You are viewing a plain text version of this content. The canonical link for it is here.
Posted to issues@spark.apache.org by "Tejas Patil (JIRA)" <ji...@apache.org> on 2017/01/08 02:54:58 UTC
[jira] [Updated] (SPARK-19122) Unnecessary shuffle+sort added if join predicates ordering differ from bucketing and sorting order

     [ https://issues.apache.org/jira/browse/SPARK-19122?page=com.atlassian.jira.plugin.system.issuetabpanels:all-tabpanel ]

Tejas Patil updated SPARK-19122:
--------------------------------
    Description: 
`table1` and `table2` are sorted and bucketed on columns `j` and `k` (in respective order)

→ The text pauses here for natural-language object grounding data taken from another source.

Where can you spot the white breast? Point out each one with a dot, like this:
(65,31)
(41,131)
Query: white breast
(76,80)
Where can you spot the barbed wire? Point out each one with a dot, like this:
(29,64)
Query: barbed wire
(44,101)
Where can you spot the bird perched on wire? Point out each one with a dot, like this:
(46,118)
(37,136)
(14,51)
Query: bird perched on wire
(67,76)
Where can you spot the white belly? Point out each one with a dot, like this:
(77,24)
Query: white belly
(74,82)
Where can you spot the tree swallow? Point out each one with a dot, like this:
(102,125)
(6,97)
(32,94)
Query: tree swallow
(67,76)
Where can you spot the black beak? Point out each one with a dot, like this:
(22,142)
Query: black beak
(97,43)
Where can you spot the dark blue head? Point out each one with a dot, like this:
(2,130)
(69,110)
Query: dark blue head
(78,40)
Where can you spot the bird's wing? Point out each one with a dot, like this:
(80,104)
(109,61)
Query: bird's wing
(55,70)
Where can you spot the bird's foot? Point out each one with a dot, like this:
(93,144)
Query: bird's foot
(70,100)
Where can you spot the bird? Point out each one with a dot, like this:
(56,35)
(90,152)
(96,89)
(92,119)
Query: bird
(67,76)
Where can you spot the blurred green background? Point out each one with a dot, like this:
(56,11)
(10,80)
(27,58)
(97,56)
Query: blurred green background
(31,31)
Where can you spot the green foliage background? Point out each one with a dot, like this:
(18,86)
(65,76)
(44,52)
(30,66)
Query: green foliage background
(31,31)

This is how they are generated:
{code}
val df = (0 until 16).map(i => (i % 8, i * 2, i.toString)).toDF("i", "j", "k").coalesce(1)
df.write.format("org.apache.spark.sql.hive.orc.OrcFileFormat").bucketBy(8, "j", "k").sortBy("j", "k").saveAsTable("table1")
df.write.format("org.apache.spark.sql.hive.orc.OrcFileFormat").bucketBy(8, "j", "k").sortBy("j", "k").saveAsTable("table2")
{code}

Now, if join predicates are specified in query in *same* order as bucketing and sort order, there is no shuffle and sort.

{code}
scala> hc.sql("SELECT * FROM table1 a JOIN table2 b ON a.j=b.j AND a.k=b.k").explain(true)

== Physical Plan ==
*SortMergeJoin [j#61, k#62], [j#100, k#101], Inner
:- *Project [i#60, j#61, k#62]
:  +- *Filter (isnotnull(k#62) && isnotnull(j#61))
:     +- *FileScan orc default.table1[i#60,j#61,k#62] Batched: false, Format: ORC, Location: InMemoryFileIndex[file:/table1], PartitionFilters: [], PushedFilters: [IsNotNull(k), IsNotNull(j)], ReadSchema: struct<i:int,j:int,k:string>
+- *Project [i#99, j#100, k#101]
   +- *Filter (isnotnull(j#100) && isnotnull(k#101))
      +- *FileScan orc default.table2[i#99,j#100,k#101] Batched: false, Format: ORC, Location: InMemoryFileIndex[file:/table2], PartitionFilters: [], PushedFilters: [IsNotNull(j), IsNotNull(k)], ReadSchema: struct<i:int,j:int,k:string>
{code}


The same query with join predicates in *different* order from bucketing and sort order leads to extra shuffle and sort being introduced

{code}
scala> hc.sql("SELECT * FROM table1 a JOIN table2 b ON a.k=b.k AND a.j=b.j ").explain(true)

== Physical Plan ==
*SortMergeJoin [k#62, j#61], [k#101, j#100], Inner
:- *Sort [k#62 ASC NULLS FIRST, j#61 ASC NULLS FIRST], false, 0
:  +- Exchange hashpartitioning(k#62, j#61, 200)
:     +- *Project [i#60, j#61, k#62]
:        +- *Filter (isnotnull(k#62) && isnotnull(j#61))
:           +- *FileScan orc default.table1[i#60,j#61,k#62] Batched: false, Format: ORC, Location: InMemoryFileIndex[file:/table1], PartitionFilters: [], PushedFilters: [IsNotNull(k), IsNotNull(j)], ReadSchema: struct<i:int,j:int,k:string>
+- *Sort [k#101 ASC NULLS FIRST, j#100 ASC NULLS FIRST], false, 0
   +- Exchange hashpartitioning(k#101, j#100, 200)
      +- *Project [i#99, j#100, k#101]
         +- *Filter (isnotnull(j#100) && isnotnull(k#101))
            +- *FileScan orc default.table2[i#99,j#100,k#101] Batched: false, Format: ORC, Location: InMemoryFileIndex[file:/table2], PartitionFilters: [], PushedFilters: [IsNotNull(j), IsNotNull(k)], ReadSchema: struct<i:int,j:int,k:string>
{code}

  was:
`table1` and `table2` are sorted and bucketed on columns `j` and `k` (in respective order)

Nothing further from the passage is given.